# Locking Wall Covers



## ericnush (Oct 9, 2008)

****Post Deleted****


----------



## Sean (Oct 9, 2008)

ericnush said:


> Alrighty, here's my problem:
> 
> In my house, we have house lighting control panels in the walls near the front door. These used to have covers over them, but have cracked and snapped off. So we need something to replace them with. I'm kind of looking for an oversized thermostat covers, but needs to be about 14" long. I haven't been able to find anything like this. It just needs to cover it and be lockable. Any Ideas?
> 
> ...




Ummmm.... What kind of architectural control system do you have? Try asking the manufacturer. As for the audio stuff, if you can't find a cover, can you remove the box? Just having a 70v monitor system may be easier, though I suspect you're looking for low-budget here.

--Sean


----------



## Sayen (Oct 9, 2008)

I'd have to look at my Telex to remember, but can you just pull the control knob off?
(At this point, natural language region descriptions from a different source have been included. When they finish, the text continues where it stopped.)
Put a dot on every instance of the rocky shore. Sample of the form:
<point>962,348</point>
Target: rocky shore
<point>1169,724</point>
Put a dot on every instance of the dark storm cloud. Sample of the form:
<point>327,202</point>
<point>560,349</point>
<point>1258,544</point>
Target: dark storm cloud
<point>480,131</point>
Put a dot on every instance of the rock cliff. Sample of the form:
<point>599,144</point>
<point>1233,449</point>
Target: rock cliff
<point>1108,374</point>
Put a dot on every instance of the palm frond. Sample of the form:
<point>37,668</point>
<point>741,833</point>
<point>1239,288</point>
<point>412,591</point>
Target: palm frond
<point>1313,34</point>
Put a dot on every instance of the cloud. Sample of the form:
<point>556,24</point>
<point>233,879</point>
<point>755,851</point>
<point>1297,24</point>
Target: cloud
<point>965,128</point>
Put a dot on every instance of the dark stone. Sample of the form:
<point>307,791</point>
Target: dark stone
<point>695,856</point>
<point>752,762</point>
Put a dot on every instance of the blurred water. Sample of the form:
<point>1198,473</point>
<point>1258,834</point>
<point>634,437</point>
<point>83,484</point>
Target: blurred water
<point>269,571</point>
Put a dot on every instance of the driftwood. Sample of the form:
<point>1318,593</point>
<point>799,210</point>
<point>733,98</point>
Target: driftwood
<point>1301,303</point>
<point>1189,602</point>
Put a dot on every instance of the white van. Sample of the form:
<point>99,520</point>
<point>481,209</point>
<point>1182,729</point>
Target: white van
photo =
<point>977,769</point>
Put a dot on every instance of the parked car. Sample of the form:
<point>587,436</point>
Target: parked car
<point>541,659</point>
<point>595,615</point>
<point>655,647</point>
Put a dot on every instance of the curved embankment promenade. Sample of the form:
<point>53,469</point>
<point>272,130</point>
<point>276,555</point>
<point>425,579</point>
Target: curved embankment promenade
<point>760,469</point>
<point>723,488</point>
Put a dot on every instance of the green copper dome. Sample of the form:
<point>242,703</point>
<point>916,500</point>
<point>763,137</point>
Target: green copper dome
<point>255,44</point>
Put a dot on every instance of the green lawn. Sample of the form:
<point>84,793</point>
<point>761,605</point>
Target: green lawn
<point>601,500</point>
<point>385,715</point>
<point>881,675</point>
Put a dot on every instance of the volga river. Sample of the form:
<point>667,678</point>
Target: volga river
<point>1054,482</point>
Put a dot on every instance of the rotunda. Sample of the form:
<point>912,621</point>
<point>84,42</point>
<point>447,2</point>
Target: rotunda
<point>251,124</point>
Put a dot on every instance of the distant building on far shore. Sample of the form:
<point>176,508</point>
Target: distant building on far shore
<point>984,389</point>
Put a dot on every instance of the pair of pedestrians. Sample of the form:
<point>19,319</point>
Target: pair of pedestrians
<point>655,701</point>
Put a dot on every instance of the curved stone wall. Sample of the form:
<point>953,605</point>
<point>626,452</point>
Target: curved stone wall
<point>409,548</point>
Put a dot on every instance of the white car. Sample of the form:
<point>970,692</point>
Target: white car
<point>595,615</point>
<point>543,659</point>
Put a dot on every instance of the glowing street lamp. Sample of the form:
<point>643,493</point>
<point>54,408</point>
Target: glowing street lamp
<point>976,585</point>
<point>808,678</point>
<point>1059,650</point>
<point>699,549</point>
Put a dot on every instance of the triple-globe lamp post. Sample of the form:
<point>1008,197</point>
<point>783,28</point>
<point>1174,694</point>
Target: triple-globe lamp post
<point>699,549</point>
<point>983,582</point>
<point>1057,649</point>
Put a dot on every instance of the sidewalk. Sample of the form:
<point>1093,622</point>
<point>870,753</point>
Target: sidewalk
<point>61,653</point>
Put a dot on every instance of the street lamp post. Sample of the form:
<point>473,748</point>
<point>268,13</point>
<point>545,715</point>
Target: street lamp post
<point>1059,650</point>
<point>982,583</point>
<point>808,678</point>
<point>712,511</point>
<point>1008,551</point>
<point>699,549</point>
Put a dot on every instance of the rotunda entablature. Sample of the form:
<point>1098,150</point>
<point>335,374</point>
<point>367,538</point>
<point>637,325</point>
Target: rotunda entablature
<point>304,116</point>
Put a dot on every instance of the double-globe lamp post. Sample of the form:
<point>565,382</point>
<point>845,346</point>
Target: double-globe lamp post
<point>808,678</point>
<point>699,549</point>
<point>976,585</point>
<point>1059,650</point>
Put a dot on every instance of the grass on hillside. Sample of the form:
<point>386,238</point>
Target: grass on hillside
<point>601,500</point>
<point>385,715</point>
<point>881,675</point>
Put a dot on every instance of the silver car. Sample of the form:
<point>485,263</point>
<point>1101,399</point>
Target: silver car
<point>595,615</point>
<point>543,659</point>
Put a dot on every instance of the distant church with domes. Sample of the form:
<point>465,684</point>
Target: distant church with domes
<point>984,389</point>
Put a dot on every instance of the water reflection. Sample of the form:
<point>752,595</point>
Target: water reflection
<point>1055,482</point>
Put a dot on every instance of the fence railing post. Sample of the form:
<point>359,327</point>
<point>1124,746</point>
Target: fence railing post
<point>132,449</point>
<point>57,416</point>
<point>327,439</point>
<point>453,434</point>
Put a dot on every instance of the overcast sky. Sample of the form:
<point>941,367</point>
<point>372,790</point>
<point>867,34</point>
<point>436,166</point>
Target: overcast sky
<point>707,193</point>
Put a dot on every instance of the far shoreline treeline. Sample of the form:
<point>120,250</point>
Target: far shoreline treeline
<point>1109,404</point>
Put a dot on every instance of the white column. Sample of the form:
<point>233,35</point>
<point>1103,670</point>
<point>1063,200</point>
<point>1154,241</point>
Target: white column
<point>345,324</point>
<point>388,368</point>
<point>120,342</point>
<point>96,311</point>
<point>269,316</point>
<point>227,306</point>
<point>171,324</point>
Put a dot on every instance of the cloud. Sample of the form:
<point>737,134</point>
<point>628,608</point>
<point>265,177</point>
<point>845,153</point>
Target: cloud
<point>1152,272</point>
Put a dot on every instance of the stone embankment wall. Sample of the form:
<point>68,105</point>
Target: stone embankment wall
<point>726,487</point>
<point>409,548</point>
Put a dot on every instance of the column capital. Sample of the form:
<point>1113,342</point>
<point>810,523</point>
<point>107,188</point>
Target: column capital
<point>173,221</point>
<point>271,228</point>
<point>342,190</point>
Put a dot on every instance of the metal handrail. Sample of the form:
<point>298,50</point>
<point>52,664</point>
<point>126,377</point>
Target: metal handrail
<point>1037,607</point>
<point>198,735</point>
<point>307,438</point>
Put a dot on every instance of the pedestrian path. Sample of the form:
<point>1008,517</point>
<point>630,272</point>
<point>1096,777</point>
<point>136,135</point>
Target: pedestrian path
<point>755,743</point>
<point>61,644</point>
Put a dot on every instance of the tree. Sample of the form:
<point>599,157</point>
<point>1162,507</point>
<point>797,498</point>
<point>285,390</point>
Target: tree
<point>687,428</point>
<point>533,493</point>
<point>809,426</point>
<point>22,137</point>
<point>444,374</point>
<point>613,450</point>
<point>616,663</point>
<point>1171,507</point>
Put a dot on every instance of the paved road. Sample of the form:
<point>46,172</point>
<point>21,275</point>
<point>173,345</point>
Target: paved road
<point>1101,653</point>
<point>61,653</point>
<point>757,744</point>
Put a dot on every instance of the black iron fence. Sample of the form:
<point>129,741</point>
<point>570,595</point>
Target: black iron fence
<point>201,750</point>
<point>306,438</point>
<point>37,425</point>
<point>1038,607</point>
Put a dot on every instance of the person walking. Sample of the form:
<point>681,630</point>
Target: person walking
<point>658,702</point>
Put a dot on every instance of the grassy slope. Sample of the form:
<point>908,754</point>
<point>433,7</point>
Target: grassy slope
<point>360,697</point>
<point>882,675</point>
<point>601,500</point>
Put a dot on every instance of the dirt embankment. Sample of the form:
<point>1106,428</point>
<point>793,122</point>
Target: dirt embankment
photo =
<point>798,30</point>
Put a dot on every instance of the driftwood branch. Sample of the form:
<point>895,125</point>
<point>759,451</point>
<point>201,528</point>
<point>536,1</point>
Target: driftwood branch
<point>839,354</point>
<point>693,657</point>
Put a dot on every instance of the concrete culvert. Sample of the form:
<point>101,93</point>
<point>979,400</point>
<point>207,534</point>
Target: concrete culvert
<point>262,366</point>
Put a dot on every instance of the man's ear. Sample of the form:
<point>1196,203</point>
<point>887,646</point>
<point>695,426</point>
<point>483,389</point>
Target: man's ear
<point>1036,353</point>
We did this at another theater on a generic system to stop actors from turning down the cue intercom.


----------



## ericnush (Oct 9, 2008)

****Post Deleted****


----------



## ruinexplorer (Oct 9, 2008)

I think custom built is the best option. You might even check with the woodworking teacher and see if the class might be able to build custom boxes as a project.


----------